Boire un peu chaque jour, c'est bon pour la santé ?
L'Institut national sur l'abus d'alcool et l'alcoolisme (NIAAA), référence scientifique américaine et mondiale sur la question, va lancer une large étude destinée à vérifier si la consommation d'alcool modérée comporte des bienfaits pour l'organisme. Selon le New York Times, le programme serait en réalité payé par les industriels du secteur, avec pour but de masquer la dangerosité d'une consommation excessive.
8.000 personnes, à travers les États-Unis, l'Europe, l'Afrique et l'Amérique du Sud auront une mission pendant six ans : boire un peu tous les jours ou ne pas boire du tout selon le groupe auquel ils appartiendront.
Le but : déterminer lequel des deux groupes est en meilleure santé à la fin de l'étude. Ou plutôt : montrer que l'alcool est bon pour la santé, pour le coeur notamment, s'il est consommé chaque jour en quantité réduite. Car cette analyse à grande échelle est financée en majeure partie par des alcooliers, comme Anheuser-Busch, Heineken, Pernod Ricard ou Carlsberg.
L'étude est étonnamment supervisée par l'Institut national sur l'abus d'alcool et l'alcoolisme (NIAAA), à la pointe de la recherche sur ce domaine aux Etats-Unis. Mais de nombreux médecins chargés de mener à bien l'étude possèdent des liens d'intérêt avérés avec ces fabricants d'alcool, liens détaillés par le New York Times.

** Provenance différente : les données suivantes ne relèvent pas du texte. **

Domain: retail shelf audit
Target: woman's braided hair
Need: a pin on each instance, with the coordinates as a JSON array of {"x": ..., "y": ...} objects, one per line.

Les personnes alcoolo-dépendantes sont les vrais clients des industriels
"Il n’y a strictement aucun doute sur le fait que cette étude a pour but d'encourager les gens à boire", s'insurge le Pr Michel Reynaud, président du Fonds actions-addictions. Laisser entendre que l'alcool a des effets bénéfiques sur la santé pourrait "vite se répandre", notamment par le biais des réseaux sociaux, redoute l'addictologue.
Surtout, commander des études sur les potentiels bienfaits de l'alcool est un bon moyen de détourner les yeux du public du vrai problème : la consommation excessive et les dangers qu'elle comporte. "La courbe de mortalité est exponentielle, professe le Pr Reynaud. Avec un verre on augmente notre risque de mortalité de 10%, mais il est de plus de 50% à quatre verres et il double à cinq verres".
Boire de fortes doses comporte donc des "dangers terrifiants" pour la santé. Un aspect que les alcooliers tentent de faire oublier car les personnes alcoolo-dépendantes constituent leurs principaux clients. Ces dernières ne représentent que 8% de la population mais boivent presque la moitié de l'alcool vendu dans l'Hexagone selon le site Addict Aide, qui s'appuie sur des chiffres de 2014 de l'OFDT et de Santé Publique France.